Idiomarina loihiensis — глубоководная гамма-протеобактерия из гидротермальных источников на подводном вулкане Лоихи (Гавайи). Она лишена классической ABC-транспортной системы для сульфата, поэтому CysZ — ключевой кандидат на роль основного сульфатного транспортёра.
Мутации. Отсутствуют — последовательность в PDB полностью совпадает с референсной UniProt Q5QUJ8.
Модифицированные остатки. Не обнаружены. Белок экспрессирован в E. coli BL21(DE3) без нестандартных аминокислот. Записей MODRES в PDB-файле нет.
Малые молекулы
В структуре присутствуют 3 типа малых молекул (суммарно 20 экземпляров):
| Код | Полное название | Формула | Кол-во молекул |
|---|---|---|---|
| LDA | LAURYL DIMETHYLAMINE-N-OXIDE(лаурилдиметиламин-N-оксид,LDAO) | C14 H31 N O | 15 молекул (7 у цепи A, 8 у цепи B) |
| SO4 | SULFATE ION (сульфат-анион) | O4 S | 1 молекула (цепь A) |
| CL | CHLORIDE ION (хлорид-анион) | Cl | 4 молекулы (2 у цепи A, 2 у цепи B) |
Строки HETATM для каждого типа малых молекул из PDB-файла (формат): HETATM NNN C14 LDA A 601 ... — молекулы LDA (детергент) HETATM NNN S SO4 A 301 ... — сульфат-анион HETATM NNN CL CL A 401 ... — хлорид-анион.
Дополнительный анализ
Структура 3TX3 получена рентгеноструктурным анализом кристалла. Малые молекулы выполняют разные функции:
LDA — детергент для кристаллизации
Лаурилдиметиламин-N-оксид (LDAO) — цвиттерионный детергент, используемый для солюбилизации интегральных мембранных белков. Он мимикрирует липидный бислой, образуя мицеллярную «шапку» вокруг гидрофобного трансмембранного пояса белка и удерживая его в растворе. Все 15 молекул LDA расположены там, где in vivo находились бы ацильные цепи фосфолипидов. Искусственный компонент — добавлен при очистке и кристаллизации.

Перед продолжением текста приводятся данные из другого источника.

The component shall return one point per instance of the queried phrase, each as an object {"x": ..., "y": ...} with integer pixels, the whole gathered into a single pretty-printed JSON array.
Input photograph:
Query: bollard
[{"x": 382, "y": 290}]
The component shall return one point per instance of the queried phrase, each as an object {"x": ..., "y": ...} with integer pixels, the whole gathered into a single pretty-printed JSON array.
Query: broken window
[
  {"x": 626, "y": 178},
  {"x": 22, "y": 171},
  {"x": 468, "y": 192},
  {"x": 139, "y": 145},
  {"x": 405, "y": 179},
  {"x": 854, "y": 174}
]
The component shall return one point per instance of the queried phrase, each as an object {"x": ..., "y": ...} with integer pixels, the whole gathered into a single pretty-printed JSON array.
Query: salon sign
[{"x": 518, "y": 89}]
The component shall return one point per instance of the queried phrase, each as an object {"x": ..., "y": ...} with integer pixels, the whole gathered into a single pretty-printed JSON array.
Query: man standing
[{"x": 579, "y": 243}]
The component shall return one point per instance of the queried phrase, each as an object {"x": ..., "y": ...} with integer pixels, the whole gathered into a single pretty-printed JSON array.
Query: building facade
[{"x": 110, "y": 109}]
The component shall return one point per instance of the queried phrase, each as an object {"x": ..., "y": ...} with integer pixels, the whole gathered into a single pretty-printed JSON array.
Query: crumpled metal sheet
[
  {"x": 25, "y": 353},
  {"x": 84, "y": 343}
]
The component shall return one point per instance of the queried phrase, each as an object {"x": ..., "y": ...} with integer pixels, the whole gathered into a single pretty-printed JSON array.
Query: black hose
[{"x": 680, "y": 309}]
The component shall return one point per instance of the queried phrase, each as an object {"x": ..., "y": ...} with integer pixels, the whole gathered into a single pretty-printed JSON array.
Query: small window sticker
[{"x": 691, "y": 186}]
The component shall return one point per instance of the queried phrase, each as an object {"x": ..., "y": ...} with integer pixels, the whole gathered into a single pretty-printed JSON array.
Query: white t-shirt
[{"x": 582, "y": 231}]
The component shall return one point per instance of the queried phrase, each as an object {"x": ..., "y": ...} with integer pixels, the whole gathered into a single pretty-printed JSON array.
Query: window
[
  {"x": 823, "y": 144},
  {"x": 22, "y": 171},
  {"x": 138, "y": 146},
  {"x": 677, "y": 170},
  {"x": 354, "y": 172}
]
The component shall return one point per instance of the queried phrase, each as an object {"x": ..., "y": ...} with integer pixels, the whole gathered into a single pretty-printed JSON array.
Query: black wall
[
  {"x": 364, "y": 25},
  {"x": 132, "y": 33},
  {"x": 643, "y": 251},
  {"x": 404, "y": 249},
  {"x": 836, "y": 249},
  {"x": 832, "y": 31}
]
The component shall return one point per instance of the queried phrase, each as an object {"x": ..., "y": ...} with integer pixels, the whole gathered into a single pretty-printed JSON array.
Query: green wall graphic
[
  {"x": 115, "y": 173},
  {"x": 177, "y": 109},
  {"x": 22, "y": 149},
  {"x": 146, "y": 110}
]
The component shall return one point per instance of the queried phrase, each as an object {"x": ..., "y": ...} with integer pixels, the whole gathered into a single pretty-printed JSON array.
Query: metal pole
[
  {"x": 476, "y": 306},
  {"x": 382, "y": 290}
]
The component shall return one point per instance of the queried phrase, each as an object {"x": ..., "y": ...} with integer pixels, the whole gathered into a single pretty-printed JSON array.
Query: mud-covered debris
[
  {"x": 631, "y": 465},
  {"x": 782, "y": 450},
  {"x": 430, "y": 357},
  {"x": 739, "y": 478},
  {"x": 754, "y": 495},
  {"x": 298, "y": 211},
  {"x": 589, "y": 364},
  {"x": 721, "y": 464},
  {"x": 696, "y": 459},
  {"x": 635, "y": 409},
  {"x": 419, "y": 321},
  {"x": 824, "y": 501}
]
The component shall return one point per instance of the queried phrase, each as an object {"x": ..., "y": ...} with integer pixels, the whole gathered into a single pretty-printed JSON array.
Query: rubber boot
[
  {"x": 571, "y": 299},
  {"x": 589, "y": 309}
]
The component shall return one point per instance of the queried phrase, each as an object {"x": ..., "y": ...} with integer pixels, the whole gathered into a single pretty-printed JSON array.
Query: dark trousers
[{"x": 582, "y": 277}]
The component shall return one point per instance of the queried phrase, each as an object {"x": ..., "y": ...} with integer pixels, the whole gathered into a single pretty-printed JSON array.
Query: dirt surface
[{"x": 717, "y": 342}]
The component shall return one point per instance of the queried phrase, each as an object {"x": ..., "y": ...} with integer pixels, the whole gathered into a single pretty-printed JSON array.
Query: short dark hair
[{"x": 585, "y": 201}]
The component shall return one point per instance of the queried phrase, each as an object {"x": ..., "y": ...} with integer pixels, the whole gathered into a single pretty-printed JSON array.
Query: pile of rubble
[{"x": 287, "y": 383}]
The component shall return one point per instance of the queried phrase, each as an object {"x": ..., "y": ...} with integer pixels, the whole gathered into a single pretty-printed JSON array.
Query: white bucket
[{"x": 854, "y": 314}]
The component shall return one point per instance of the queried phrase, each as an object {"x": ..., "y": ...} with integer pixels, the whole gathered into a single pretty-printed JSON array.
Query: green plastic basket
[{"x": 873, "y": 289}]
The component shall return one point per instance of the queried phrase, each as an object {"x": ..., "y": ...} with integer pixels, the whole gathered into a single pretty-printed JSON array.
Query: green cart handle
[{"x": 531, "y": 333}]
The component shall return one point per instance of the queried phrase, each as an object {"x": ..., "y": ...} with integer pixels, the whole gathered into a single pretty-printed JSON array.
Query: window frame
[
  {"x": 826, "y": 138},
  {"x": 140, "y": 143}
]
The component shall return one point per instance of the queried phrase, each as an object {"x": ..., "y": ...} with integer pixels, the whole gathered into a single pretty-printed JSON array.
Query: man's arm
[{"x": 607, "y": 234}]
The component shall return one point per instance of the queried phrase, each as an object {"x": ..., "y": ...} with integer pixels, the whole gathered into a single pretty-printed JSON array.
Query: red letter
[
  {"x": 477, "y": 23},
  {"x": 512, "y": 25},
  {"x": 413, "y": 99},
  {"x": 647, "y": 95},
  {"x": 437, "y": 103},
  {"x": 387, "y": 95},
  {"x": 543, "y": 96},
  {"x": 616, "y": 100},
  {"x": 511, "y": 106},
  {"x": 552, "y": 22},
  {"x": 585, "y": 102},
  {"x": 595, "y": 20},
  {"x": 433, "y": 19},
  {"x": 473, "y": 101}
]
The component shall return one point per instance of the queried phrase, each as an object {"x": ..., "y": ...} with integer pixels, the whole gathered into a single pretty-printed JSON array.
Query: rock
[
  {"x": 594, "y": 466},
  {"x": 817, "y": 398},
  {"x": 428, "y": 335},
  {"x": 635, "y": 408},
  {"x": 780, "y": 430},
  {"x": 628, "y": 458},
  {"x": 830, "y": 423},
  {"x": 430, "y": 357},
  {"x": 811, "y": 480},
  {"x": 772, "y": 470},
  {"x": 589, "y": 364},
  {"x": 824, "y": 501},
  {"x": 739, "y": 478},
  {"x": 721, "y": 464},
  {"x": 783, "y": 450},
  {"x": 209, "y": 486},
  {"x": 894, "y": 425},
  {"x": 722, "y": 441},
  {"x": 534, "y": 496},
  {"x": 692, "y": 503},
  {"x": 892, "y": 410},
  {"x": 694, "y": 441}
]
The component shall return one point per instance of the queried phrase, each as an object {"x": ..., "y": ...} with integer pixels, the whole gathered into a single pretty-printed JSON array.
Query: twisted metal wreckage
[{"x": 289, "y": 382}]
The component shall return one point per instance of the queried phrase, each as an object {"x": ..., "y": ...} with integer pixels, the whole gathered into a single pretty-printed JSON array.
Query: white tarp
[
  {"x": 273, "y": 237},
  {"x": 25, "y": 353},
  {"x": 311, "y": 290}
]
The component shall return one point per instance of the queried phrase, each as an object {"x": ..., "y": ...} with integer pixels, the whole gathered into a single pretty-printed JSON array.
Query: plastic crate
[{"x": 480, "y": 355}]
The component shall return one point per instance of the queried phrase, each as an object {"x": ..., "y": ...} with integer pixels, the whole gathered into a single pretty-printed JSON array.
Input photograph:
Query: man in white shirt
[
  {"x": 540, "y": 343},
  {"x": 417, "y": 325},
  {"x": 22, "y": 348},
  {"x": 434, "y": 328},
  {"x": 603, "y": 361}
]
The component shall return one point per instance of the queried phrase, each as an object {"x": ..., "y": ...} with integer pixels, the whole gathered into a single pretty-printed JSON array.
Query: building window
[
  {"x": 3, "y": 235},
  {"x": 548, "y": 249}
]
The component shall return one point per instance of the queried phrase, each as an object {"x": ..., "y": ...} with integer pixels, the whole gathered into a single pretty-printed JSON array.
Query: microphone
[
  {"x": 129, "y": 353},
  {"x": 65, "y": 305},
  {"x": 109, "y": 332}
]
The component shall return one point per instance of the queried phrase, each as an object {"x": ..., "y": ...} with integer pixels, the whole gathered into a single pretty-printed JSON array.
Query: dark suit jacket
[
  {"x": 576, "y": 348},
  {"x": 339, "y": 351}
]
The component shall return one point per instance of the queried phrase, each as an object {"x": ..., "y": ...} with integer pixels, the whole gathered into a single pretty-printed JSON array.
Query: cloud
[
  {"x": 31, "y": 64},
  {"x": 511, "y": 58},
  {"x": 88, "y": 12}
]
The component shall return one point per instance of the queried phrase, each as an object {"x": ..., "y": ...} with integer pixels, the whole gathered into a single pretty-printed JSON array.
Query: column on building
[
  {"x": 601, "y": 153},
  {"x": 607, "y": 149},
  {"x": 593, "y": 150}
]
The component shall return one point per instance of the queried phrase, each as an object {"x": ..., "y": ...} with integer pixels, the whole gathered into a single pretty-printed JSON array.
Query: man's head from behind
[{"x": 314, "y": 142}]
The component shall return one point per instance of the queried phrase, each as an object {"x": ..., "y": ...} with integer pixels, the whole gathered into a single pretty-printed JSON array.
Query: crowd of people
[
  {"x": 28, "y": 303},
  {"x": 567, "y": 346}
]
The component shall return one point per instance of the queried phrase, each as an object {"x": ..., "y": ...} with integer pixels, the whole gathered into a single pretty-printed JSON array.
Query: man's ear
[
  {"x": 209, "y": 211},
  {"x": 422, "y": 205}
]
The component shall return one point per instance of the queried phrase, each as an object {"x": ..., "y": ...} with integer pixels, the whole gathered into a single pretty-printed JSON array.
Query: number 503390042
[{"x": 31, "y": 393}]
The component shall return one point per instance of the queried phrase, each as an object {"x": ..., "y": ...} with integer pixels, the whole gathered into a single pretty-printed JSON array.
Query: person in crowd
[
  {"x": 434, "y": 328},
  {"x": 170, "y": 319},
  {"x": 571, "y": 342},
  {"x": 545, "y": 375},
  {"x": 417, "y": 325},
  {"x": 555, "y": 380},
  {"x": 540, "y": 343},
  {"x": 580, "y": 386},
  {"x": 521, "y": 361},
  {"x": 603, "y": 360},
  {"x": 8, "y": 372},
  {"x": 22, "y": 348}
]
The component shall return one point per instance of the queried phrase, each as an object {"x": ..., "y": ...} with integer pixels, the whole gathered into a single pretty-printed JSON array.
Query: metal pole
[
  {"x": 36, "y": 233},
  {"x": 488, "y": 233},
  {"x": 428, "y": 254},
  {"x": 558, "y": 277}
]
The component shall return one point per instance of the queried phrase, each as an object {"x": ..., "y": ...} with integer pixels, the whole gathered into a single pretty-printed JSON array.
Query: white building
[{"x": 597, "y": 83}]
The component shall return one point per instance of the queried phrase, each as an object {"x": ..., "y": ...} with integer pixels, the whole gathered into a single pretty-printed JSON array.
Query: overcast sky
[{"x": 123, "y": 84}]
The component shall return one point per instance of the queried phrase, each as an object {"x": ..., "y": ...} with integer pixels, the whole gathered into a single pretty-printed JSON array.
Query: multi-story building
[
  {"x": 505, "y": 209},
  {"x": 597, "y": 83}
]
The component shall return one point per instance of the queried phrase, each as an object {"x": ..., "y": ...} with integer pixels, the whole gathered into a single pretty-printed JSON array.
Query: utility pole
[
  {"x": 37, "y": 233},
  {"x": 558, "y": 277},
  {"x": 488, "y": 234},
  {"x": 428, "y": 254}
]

SO4 — субстрат транспортёра
Сульфат-анион (SO4 2-) — прямой субстрат CysZ: именно его этот белок переносит через мембрану в рамках пути биосинтеза цистеина. Наличие SO4 в структуре биологически значимо — он занимает субстрат-связывающий сайт транспортёра и демонстрирует геометрию узнавания субстрата. Хотя сульфат присутствует и в буфере кристаллизации (сульфат аммония — распространённый осадитель), его положение в активном сайте свидетельствует о функциональной связи с работой белка. Функционально значимая молекула, непосредственно связанная с транспортной активностью CysZ.
CL — ионы из буфера кристаллизации
Ионы хлора (Cl-) происходят из NaCl или MgCl2 в составе буферов. Они нейтрализуют локальные положительные заряды на поверхности белка и не связаны с его транспортной функцией. Искусственный компонент — внесён в процессе получения структуры.